Sackler’s family still has principal ownership of Purdue, and now he stands to profit from a treatment for opioid addiction. He is listed as one of six investors on the patent for a new form of buprenorphine, which has proven to be an effective medication for treating addiction. Buprenorphine is available as a pill, but the new product would deliver the drug as a wafer that may dissolve more quickly.

To summarize, Sackler profited when his company pushed a drug that was instrumental in creating an epidemic. Now he is looking to profit from addressing that epidemic. While the thought of people like Sackler making even more money off the opioid crisis is repugnant, our health care system remains market driven, so it is there that we have to find our solutions. But Congress still must play a role.

Last week, the U.S. Senate passed a bill designed to address the opioid crisis. The House passed a bill earlier this year, and negotiators from the chambers will hammer out a compromise, possibly by the end of the year. The Senate bill is a step in the right direction, but a small one. Jason McGill, Gov. Jay Inslee’s senior health policy adviser, said: “It is an incremental change. It is not a massive change. Let’s face it. With what Congress is right now, getting anything passed is probably a good thing.”

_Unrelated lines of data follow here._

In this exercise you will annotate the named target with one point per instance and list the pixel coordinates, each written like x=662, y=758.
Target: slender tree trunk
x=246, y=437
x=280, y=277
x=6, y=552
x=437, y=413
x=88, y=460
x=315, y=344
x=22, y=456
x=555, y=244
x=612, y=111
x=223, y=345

The bill includes a telemedicine grant that would create a physician network for sharing the best practices in dealing with opioid addiction. It also has a $46 million grant program, proposed by Sen. Maria Cantwell, D-Wash., to train first responders for dealing with drug overdoses. But critics lament that the bill does not include changes to Medicaid that would ease the path for funding and that it does not modify laws limiting doctors’ access to information about a patient’s history of substance abuse.

Sen. Patty Murray, D-Wash., said: “I know this is far from case-closed. We have a whole lot more work ahead of us in the coming months and years to truly respond to this crisis.”

That work must include serving the needs of the public, as well as holding those who are responsible accountable.